By Salem Romdhan
As we are slowly sobering up from the political binge that followed the Tunisian uprising, one could start to discern the outlines of the new scene we are presented with. As the dust settles, one could see a new order taking place, casting its shadow on our lands, filling the cracks of the former regime and trying to maintain the status quo that keeps our elite and their money masters satisfied. In return, the rest of us get an election date. Yes! That’s what we get for all our sacrifices. Plus, of course, an endless stream of revolutionary bs on our local medias reminding us of how great we are and how glorious our “Revolution” is.
But how did it come down to this? How could a popular insurgency that epically started with the click of a lighter by a man soaked in paint thinner igniting the fury of the long forgotten people of the Tunisian heartland, and all of the Arab World, ends up with a shadowy interim government with several of its members having dual citizenship, half of its members probably never have been to Sidi Bouzid or Gasserine, and I bet some of them cannot point at Thala on a map? It is hard to overcome the hangover. But let us forget the pounding headache and ask some legitimate questions:
Did Beji Kaid Sebsi visit any of the regions that spawned the grassroot movement that toppled the big brother regime of Ben Ali, and listen to their ambitions and aspirations?

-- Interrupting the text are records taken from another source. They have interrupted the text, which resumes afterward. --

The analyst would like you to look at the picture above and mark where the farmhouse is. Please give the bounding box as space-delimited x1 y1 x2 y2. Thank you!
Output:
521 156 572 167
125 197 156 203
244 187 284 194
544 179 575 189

Will Clinton, Lieberman or McCain provide a better perspective of what needs to be done to guide us through this extremely sensitive period?
Why are many appointed officials trying to showcase their money borrowing skills, as if the country is on the brink of bankruptcy?
Should we borrow more money multiplying our external debt before conducting a thorough and transparent assessment of the state of our economy?
Why is this self appointed political elite, despite its temporary nature, trying so hard to ram the economical agenda of the IMF and the WB (along with the other usual suspects), an agenda that proved to be a failure under Ben Ali’s regime and led to the polarization of society, engendering the wide economical disparities that are at the origin of the current crisis.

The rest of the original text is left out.